The system was developed based on the IIF processor Helmed. An optical system to capture the respective IIF images was implemented and a specific software algorithm was developed for the differentiation between positive and negative samples; the results can be recorded, saved and transmitted to the laboratory information system and validated remotely. The in-house validation of the system with over 1,000 serum samples showed a 98.4 % correlation of results, when compared to the manual IIF procedure and visual interpretation.

Image Navigator

The system consists of a motorized fluorescence microscope that automates the scanning of patient samples on Immuno Concepts fluorescent HEp-2000 assay by capturing up to four images per field, and sorts them into positive and negative folders for review by the technologist. Unpublished data show a high between-reader agreement (97 %).

Cytospot

The system consists of fully automated diagnostic microscope for immunofluorescent images that scans all conventional slides and allows a stand-alone differentiation of positive and negative samples and a guided comparison of the output image with images in the library of integrated ANA patterns. For high throughput laboratories, a second version of the system exists (Cytospot Robot) that allows the automated imaging of 100 slides. Currently, the literature reports are not available on the diagnostic accuracy of the system.

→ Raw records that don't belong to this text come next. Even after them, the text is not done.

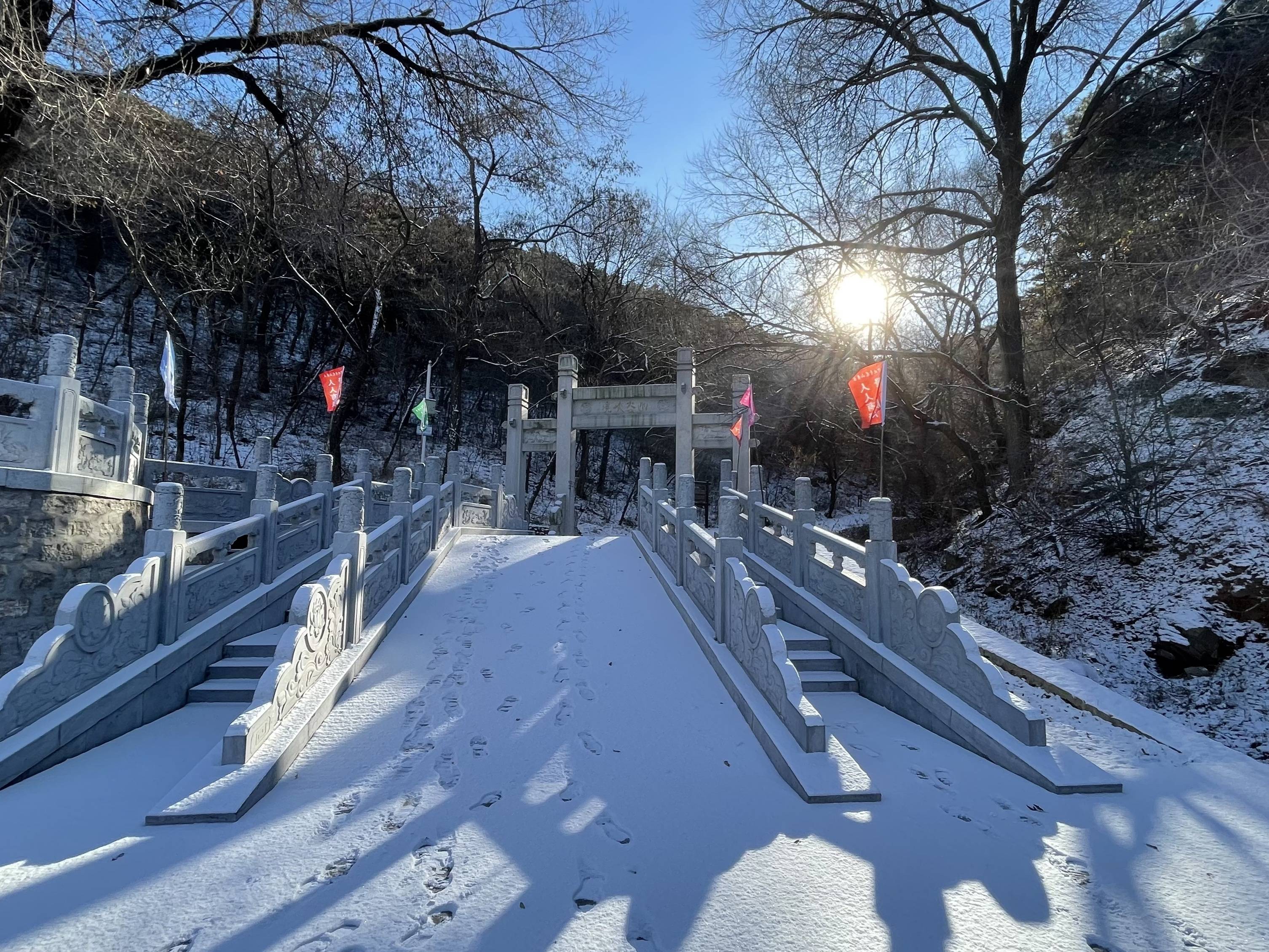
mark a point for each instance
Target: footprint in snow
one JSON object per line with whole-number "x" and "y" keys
{"x": 565, "y": 712}
{"x": 591, "y": 890}
{"x": 612, "y": 829}
{"x": 314, "y": 944}
{"x": 447, "y": 770}
{"x": 488, "y": 800}
{"x": 333, "y": 871}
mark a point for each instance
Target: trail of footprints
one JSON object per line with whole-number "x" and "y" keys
{"x": 428, "y": 712}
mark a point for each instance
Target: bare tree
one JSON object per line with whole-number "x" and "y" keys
{"x": 870, "y": 118}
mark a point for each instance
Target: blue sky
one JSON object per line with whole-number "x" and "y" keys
{"x": 664, "y": 60}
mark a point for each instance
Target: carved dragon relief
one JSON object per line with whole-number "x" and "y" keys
{"x": 924, "y": 628}
{"x": 752, "y": 635}
{"x": 306, "y": 650}
{"x": 99, "y": 630}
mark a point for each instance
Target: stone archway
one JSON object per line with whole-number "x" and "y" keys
{"x": 639, "y": 406}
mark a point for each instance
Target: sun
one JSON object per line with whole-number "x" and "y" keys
{"x": 859, "y": 300}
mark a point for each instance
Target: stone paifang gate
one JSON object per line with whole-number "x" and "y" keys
{"x": 640, "y": 406}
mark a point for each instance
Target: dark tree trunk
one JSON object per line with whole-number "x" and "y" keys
{"x": 1009, "y": 316}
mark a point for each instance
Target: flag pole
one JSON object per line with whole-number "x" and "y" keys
{"x": 167, "y": 422}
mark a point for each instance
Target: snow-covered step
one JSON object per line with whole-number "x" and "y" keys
{"x": 817, "y": 662}
{"x": 239, "y": 668}
{"x": 224, "y": 690}
{"x": 799, "y": 639}
{"x": 259, "y": 645}
{"x": 820, "y": 682}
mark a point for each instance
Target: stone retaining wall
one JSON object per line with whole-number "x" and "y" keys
{"x": 51, "y": 541}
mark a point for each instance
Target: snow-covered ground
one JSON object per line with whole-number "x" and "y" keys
{"x": 540, "y": 758}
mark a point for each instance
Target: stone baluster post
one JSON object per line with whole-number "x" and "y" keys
{"x": 684, "y": 405}
{"x": 122, "y": 380}
{"x": 362, "y": 475}
{"x": 324, "y": 484}
{"x": 497, "y": 503}
{"x": 755, "y": 499}
{"x": 740, "y": 452}
{"x": 166, "y": 538}
{"x": 566, "y": 445}
{"x": 64, "y": 432}
{"x": 804, "y": 517}
{"x": 402, "y": 505}
{"x": 351, "y": 541}
{"x": 141, "y": 430}
{"x": 880, "y": 546}
{"x": 645, "y": 481}
{"x": 684, "y": 512}
{"x": 517, "y": 413}
{"x": 432, "y": 488}
{"x": 729, "y": 545}
{"x": 660, "y": 493}
{"x": 266, "y": 504}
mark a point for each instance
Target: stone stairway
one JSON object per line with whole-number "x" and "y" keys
{"x": 233, "y": 679}
{"x": 819, "y": 668}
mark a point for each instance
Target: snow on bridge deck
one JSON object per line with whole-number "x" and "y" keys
{"x": 540, "y": 757}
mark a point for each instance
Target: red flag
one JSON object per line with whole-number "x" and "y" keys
{"x": 333, "y": 386}
{"x": 870, "y": 390}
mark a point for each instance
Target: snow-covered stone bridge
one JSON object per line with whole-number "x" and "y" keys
{"x": 540, "y": 756}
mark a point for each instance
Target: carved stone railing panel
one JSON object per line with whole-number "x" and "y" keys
{"x": 380, "y": 582}
{"x": 220, "y": 565}
{"x": 776, "y": 550}
{"x": 923, "y": 625}
{"x": 299, "y": 530}
{"x": 98, "y": 631}
{"x": 753, "y": 638}
{"x": 475, "y": 514}
{"x": 838, "y": 589}
{"x": 314, "y": 639}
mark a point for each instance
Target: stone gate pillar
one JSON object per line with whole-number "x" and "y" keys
{"x": 517, "y": 413}
{"x": 566, "y": 442}
{"x": 684, "y": 405}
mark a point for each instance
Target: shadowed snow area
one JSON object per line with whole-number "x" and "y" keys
{"x": 540, "y": 758}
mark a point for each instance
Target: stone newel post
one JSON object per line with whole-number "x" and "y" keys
{"x": 730, "y": 545}
{"x": 323, "y": 483}
{"x": 351, "y": 541}
{"x": 880, "y": 546}
{"x": 804, "y": 518}
{"x": 266, "y": 504}
{"x": 60, "y": 375}
{"x": 167, "y": 539}
{"x": 402, "y": 507}
{"x": 121, "y": 400}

Advantages and perspectives of automated IIF cell/tissue assay

Automation of the IIF method can be used for a cost-effective and accurate screening for diagnostically relevant autoantibodies; this technology may play down errors and problems caused by subjective image evaluation and low expertise. The further development of classification algorithms should allow the identification and differentiation of a wide variety of cell and tissue staining patterns.

The expected advantages of an automated IIF method are (a) the reduction in frequency of false negative and false positive results due to the standardization of measurement of fluorescence intensity; (b) the reduction of intra- and inter-laboratory variability; (c) improvement in the correlation of staining patterns with corresponding autoantibody reactivities; and (d) higher throughput in the laboratory workflow.